Currently, the tallest building ever conventionally demolished is the Singer Building in New York City, which stood at 187 meters and 41 stories tall until 1968, when it was torn down to make way for One Liberty Plaza. The majority of the world's 100 tallest demolished buildings were torn down to make way for new high-rises, the study showed. Land constraints in dense cities and the potential for greater financial return than the current building offers can factor heavily in the decision to demolish a skyscraper.
"In many cases, it does make sense to tear down and replace a high-rise, especially if it's outlived its practical usage," said CTBUH Executive Director Antony Wood. "However, there are currently more than 1,300 buildings of over 200 meters in height around the globe, and counting. Considering the tallest demolished building to date was only 187 meters tall, there's really no precedent for tearing down 200-meter-plus towers. We should perhaps thus be thinking of tall buildings as perpetual entities with lifecycles potentially exceeding 100 or 200 years, while designing them in such a way that they can be creatively adapted for potential future uses."

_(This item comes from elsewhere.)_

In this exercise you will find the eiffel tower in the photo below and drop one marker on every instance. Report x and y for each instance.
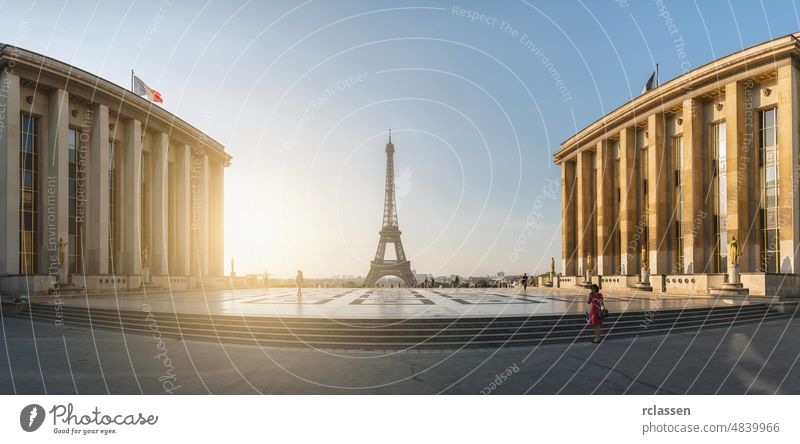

According to the study, the average lifespan of the 100 tallest demolished buildings is only 41 years.
While economic considerations for demolition featured prominently in the study, not all of the tallest demolished buildings were razed to make way for new towers. For example, the 116-meter Ocean Tower on South Padre Island in the US was torn down one year into its construction after cracks were discovered in its concrete and the building began to sink. Other high-rises, such as the 104-meter Edificio Windsor in Madrid, had to demolished after sustaining heavy fire damage.
In terms of geographic distribution, North American cities account for 53 percent of the world's 100 tallest demolished buildings - no surprise given that the modern skyscraper emerged in Chicago and New York City in the 1890s. More than a quarter of the 100 tallest demolished buildings were built between 1890 and 1920, while high-rises built in the 1970s accounted for 24 percent.